There is a better way. The SaaS delivery model, in which applications are delivered to users by a browser and software that doesn’t reside on-premise, is ideally suited to emerging markets such as those that characterize the Asia-Pacific region. Primarily, this is because the SaaS model appeals to a segment of user organizations that has previously been under-catered by software providers. The SaaS provider is responsible for hosting, deploying, customizing, configuring and delivering the software. Many of the Asia-Pacific countries have a huge base of small and medium sized enterprises (SMEs), and traditional enterprise applications have been way out of their reach. Those companies are mostly using point solutions at the moment. They would like to use advanced software, but they don’t want – or aren’t able to – invest money upfront to buy it. So the subscription model that is inherent in SaaS is ideal for them.

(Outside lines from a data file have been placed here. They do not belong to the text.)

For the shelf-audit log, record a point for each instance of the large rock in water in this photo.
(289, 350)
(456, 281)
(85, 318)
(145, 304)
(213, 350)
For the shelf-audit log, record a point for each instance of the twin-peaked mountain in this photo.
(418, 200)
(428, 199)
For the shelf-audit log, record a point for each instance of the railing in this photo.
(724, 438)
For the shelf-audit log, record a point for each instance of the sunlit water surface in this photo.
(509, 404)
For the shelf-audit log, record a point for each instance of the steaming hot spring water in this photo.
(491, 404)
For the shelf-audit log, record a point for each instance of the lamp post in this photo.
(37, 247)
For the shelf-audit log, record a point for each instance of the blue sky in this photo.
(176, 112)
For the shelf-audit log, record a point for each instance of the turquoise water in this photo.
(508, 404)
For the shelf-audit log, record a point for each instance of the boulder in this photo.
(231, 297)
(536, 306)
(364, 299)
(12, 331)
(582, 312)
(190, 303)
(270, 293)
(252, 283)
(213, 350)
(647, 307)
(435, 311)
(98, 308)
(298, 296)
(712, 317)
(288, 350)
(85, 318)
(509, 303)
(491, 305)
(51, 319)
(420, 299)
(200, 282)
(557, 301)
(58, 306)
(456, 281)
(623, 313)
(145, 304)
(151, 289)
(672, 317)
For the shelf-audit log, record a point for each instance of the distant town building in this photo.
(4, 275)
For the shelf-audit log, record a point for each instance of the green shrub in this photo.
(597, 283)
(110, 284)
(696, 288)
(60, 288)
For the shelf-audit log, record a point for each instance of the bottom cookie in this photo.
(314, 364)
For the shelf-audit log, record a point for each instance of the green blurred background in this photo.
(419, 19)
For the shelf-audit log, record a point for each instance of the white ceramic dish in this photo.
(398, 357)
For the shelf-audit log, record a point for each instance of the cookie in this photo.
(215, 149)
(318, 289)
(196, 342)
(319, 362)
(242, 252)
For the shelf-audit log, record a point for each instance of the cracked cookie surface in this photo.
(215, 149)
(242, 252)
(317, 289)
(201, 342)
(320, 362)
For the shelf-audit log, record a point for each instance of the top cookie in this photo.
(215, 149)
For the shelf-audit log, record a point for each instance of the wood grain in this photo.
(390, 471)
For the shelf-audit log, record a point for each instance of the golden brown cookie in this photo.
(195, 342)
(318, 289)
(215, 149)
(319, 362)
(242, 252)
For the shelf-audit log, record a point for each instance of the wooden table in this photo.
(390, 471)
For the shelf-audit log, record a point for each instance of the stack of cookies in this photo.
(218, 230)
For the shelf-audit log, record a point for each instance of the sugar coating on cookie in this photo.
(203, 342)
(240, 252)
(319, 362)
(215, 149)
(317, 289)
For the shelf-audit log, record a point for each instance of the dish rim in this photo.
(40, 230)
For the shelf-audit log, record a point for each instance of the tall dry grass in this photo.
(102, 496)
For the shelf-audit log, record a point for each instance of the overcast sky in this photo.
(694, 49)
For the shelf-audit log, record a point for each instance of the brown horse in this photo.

SaaS takes the setup and maintenance away from the customer by putting it online. The trading partner can then focus on receiving and processing orders, not running the IT of EDI. But it doesn’t stop there. There are still maps that must be created, document flow that needs monitoring and alerting – all of which should be happening behind the scenes. When there’s an issue, rather than get a confusing email telling you to click on the third tab and fifth link down to see an indecipherable error message, you should receive a phone call from an individual at your SaaS provider – a real human being who takes ownership of your account and speaks to you in your language, in your terms, about your business. In addition, these same individuals are there to manage any disputes that may occur in regards to EDI communications with your trading partners. When an issue arises, the SaaS provider contacts your trading partner on your behalf to resolve the situation. You avoid the traditional finger-pointing with your trading partner’s EDI staff and can focus on your business. While Asia remains a complex and challenging marketplace, SaaS providers will continue to stream in, refine and localize their business models.

Jim Frome is executive vice president & chief strategy officer at SPS Commerce.